Naar inhoud springen

Pagina:Ornithologia Neerlandica 1.djvu/128

Uit Wikisource
Deze pagina is proefgelezen

62

 

Familie ARDEIDAE - REIGERS.

 

De reigers bezitten een tamelijk langen, puntigen, rechten, soms zwak gebogen snavel, waarvan de randen naar de punt toe meestal fijn gezaagd zijn, en de bovensnavel bij de punt een tandvormige insnijding laat zien; bij het Zuid- en Middel- Amerikaansche geslacht Cochlearius echter is de snavel zeer breed en afgeplat. Aan beide zijden van den bovensnavel verloopt, over de halve snavellengte ongeveer, een groef waarin bij de basis van den snavel de neusgaten gelegen zijn, die door een vlies gesloten kunnen worden. De pooten zijn meestal lang, soms korter, en voorzien van tamelijk lange teenen, waarvan de achterteen op gelijke hoogte ingeplant is als de drie voorteenen.

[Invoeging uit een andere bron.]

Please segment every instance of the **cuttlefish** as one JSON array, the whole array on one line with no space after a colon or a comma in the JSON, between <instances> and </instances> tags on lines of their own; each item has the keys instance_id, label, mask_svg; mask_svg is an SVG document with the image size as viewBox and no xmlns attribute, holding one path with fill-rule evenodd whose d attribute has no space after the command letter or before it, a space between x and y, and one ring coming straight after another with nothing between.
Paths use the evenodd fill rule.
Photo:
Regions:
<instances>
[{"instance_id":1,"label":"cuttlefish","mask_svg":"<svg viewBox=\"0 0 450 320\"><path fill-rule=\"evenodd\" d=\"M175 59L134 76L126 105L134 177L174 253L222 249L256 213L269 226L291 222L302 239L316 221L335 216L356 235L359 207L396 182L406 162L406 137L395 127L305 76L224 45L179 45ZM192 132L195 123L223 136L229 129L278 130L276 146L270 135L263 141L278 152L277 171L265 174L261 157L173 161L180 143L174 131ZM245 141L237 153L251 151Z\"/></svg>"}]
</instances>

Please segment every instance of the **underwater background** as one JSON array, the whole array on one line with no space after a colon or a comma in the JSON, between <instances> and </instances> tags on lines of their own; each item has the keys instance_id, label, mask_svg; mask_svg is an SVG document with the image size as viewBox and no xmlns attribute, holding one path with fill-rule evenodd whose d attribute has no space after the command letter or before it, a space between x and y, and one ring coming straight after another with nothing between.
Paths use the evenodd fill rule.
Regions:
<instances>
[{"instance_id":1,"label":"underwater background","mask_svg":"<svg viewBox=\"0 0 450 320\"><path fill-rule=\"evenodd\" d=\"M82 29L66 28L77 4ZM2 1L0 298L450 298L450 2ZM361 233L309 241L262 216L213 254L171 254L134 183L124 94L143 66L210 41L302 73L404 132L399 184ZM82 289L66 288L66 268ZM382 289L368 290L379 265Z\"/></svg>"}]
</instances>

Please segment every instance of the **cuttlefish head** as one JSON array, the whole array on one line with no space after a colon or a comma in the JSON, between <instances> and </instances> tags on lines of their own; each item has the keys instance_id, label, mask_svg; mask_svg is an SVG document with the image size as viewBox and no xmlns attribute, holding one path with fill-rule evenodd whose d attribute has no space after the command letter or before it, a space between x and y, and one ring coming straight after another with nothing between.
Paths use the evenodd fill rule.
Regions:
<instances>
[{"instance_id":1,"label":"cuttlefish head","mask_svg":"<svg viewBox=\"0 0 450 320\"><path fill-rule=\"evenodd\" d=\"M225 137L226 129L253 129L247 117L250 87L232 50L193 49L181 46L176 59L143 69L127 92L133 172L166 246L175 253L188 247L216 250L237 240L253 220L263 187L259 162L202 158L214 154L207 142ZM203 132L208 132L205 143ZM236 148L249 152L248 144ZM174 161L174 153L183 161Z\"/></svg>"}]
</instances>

De nagel van den middenteen is aan den binnenrand kamvormig getand; de achterteen draagt steeds een grooten nagel. De bekleeding der pooten bestaat uit groote, breede schilden en kleine zeshoekige schildjes. Het gevederte der reigers is tamelijk los; op de borst en op de stuit komen tusschen de vederen velden van zoogenaamd poederdons voor, die een talkachtige stof afscheiden. De vleugels zijn flink ontwikkeld en breed, de staart kort en meestal recht afgesneden, uit 10 tot 12 pennen bestaande. De reigers voeden zich voornamelijk met visschen, kikvorschen, waterinsecten, weekdieren etc, en zijn zoowel dag- als nachtdieren. Zij broeden op boomen of in het riet en maken groote nesten. De eieren zijn wit, blauwgroen of bruinachtig, langwerpig ovaal van vorm. De jongen zijn aanvankelijk met wit, grijs of bruin dons bedekt en worden gedurende geruimen tijd door de ouden in of bij het nest gevoederd. De reigers komen over de geheele aarde, met uitzondering echter van de poolstreken, voornamelijk aan binnenwateren voor. In Nederland zijn 8 soorten waargenomen, behoorende tot 6 genera.

 

Tabel ter bepaling der genera.

1. staart uit 10 pennen bestaande ........................................ 2
staart uit 12 pennen bestaande ........................................ 3
2. middenteen met nagel ongeveer even lang als het loopbeen .................... Ixobrychus.
middenteen met nagel veel langer dan het loopbeen .................... Botaurus.
3. geheele gevederte wit .................... Egretta.
gevederte niet geheel wit ........................................ 4
4. vleugellengte meer dan 325 mm .................... Ardea.
vleugellengte minder dan 325 mm. ........................................ 5
5. snavel kort en dik, niet langer dan het loopbeen; vleugellengte meer dan 250 mm .................... Nycticorax.
snavel slank, langer dan het loopbeen; vleugellengte minder dan 250 mm. .................... Ardeola.